Personal information
- Full name: Paul Marsh
- Born: 5 December 1939 (age 86) Johannesburg, Transvaal, South Africa
- Batting: Right-handed
- Bowling: Right-arm off break

Domestic team information
- 1965: Cambridge University
- 1965: Cambridgeshire

Career statistics
| Competition | First-class |
| Matches | 1 |
| Runs scored | 25 |
| Batting average | 12.50 |
| 100s/50s | –/– |
| Top score | 23 |
| Balls bowled | 42 |
| Wickets | 0 |
| Bowling average | – |
| 5 wickets in innings | – |
| 10 wickets in match | – |
| Best bowling | – |
| Catches/stumpings | 1/– |
- Source: Cricinfo, 21 July 2019

= Paul Marsh (South African cricketer) =

South African cricketer (born 1939)

Paul Marsh (born 5 December 1939) is a South African former first-class cricketer.

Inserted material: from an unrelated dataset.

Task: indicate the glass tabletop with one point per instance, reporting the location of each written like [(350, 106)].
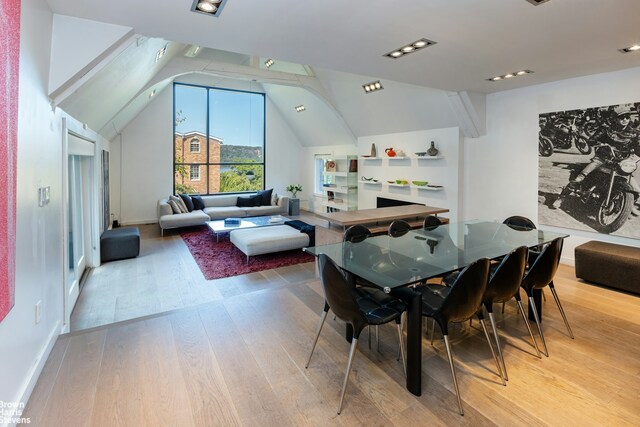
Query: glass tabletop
[(390, 262)]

Marsh was born at Johannesburg. He studied in England at the University of Cambridge, attending Jesus College. While studying at Cambridge, Marsh made a single appearance in first-class cricket for Cambridge University against Middlesex at Fenner's in 1965. Batting twice in the match, he was dismissed for 2 runs in the Cambridge first-innings by Don Bennett, while in their second-innings he was dismissed for 23 runs by Fred Titmus. He also bowled seven wicketless overs with his right-arm off break bowling across the match. In addition to playing first-class cricket, Marsh also played minor counties cricket for Cambridgeshire in 1965, making five appearances in the Minor Counties Championship.